En estos 200 años, nuestro ordenamiento legal posiblemente tenga un exceso de Constituciones, pero la regulación de nuestra vida cotidiana, definida por el ejercicio de la libertad, solo necesito de tres códigos civiles. Con algunas interrupciones en nuestra vida republicana, desde hace casi 500 años que la administración de nuestras ciudades se caracteriza por la rotación de los cargos y la elección de sus autoridades. La proclamación de nuestra independencia fue, esencialmente, una suma de proclamas de cabildos en todo el Perú.

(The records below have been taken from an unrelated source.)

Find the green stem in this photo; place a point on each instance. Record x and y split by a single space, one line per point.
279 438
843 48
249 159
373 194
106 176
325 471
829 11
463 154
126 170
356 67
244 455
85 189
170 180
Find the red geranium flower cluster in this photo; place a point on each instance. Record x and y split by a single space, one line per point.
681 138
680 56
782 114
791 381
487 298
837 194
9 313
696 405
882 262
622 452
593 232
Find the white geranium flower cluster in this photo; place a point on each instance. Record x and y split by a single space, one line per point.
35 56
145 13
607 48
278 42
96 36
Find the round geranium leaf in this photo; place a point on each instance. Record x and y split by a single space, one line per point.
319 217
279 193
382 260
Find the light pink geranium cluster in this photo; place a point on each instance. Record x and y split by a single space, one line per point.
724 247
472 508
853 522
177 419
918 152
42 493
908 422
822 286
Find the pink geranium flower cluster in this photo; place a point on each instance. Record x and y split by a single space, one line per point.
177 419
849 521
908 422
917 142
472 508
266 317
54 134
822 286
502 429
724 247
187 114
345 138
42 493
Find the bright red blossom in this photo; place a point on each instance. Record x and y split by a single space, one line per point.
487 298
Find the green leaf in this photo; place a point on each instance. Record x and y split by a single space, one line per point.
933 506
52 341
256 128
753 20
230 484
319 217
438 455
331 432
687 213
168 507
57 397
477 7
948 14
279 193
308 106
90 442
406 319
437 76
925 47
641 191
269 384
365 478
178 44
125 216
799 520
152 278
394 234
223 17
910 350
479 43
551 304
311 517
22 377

Desde el siglo XIX, nuestros diplomáticos auspiciaron una mayor integración del continente y jugaron un papel central en las organizaciones internacionales. Si miramos hacia atrás, veremos que la mayoría de los habitantes del globo vivieron en satrapías hasta muy recientemente. Perú ha sido, en cambio, un país de términos medios. En comparación con otros países, nuestro siglo XX no estuvo marcado por autocracias, revoluciones, ni guerras sangrientas. Fuimos muy afortunados de escapar de un régimen maoísta.

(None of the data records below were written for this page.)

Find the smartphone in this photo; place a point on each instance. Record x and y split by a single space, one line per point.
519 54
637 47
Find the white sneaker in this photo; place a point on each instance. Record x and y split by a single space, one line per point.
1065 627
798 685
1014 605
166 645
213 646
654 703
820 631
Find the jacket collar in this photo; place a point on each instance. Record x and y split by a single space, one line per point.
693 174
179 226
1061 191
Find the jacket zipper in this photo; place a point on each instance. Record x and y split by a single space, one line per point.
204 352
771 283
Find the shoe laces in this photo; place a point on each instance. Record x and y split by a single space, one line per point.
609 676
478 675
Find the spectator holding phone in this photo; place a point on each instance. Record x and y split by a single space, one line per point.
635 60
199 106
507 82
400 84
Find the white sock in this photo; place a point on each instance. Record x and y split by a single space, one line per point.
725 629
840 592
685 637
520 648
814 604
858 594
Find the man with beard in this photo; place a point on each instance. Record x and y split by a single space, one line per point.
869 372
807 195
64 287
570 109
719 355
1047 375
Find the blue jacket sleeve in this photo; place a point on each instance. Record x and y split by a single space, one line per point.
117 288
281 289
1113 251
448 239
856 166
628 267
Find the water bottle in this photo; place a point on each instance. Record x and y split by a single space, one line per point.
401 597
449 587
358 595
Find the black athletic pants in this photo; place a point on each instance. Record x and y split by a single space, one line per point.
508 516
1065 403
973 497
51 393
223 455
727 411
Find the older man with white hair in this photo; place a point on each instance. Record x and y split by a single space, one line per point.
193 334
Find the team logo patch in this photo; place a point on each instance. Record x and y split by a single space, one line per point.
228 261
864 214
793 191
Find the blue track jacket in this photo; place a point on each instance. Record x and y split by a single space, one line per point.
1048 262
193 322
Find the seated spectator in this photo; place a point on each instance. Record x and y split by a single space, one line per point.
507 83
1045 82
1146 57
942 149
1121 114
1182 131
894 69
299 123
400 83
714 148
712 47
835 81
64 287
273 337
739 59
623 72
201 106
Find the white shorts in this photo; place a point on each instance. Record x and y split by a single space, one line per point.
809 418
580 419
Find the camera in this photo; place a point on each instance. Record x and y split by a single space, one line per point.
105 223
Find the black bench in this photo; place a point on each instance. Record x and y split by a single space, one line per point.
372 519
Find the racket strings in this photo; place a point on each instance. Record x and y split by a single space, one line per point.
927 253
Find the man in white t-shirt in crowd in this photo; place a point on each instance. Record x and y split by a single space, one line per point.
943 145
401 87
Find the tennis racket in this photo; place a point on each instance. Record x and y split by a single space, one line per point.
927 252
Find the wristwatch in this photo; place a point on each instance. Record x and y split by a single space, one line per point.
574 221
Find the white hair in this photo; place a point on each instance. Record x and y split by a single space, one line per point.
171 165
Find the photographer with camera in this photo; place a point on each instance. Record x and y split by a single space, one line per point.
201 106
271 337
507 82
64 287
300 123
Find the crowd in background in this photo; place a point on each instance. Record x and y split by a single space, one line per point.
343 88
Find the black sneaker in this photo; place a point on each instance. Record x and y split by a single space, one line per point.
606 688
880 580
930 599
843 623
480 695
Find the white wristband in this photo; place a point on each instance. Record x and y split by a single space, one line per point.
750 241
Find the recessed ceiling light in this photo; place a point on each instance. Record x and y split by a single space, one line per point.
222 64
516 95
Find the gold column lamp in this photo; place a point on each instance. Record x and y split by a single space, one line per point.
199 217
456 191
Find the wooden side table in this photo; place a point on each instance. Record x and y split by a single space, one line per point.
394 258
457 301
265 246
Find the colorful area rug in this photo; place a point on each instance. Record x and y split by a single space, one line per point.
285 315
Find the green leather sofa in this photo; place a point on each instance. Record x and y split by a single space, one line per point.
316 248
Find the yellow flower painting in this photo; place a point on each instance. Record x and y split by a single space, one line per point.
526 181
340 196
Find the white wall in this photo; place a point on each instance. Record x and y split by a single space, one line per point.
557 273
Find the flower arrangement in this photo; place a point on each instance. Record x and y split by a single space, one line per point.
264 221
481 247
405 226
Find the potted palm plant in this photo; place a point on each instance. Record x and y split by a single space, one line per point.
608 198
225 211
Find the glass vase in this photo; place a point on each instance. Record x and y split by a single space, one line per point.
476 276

Hemos florecido en una cultura mestiza, hecho muy poco común en los experimentos coloniales. Lo decía José de la Puente Candamo: cuando La Serna se embarcó de regreso a España en Islay, dejaba un Perú que Pizarro no hubiera reconocido. Cada vez que los peruanos levantamos una copa de pisco o de cañazo celebramos esta mezcla. Nuestra artista plástica más importante fue nikkei; en la cubierta del Huáscar murieron, lado a lado, afroperuanos y escoceses. Cosas como jugar fútbol, comer arroz chaufa o tomar cerveza se hicieron parte de nuestra vida cotidiana. La primera santa del continente fue mujer. Una cusqueña, descendiente de Túpac Amaru I, fue la primera mujer graduada en leyes en el Perú en 1878, mucho antes que cualquiera en América Latina; la Universidad San Antonio Abad admitió mujeres casi 100 años antes que Harvard.
Estamos lejos de ser un país perfecto, pero no necesitamos ser perfectos para celebrar la extraordinaria historia del país en estos 200 años.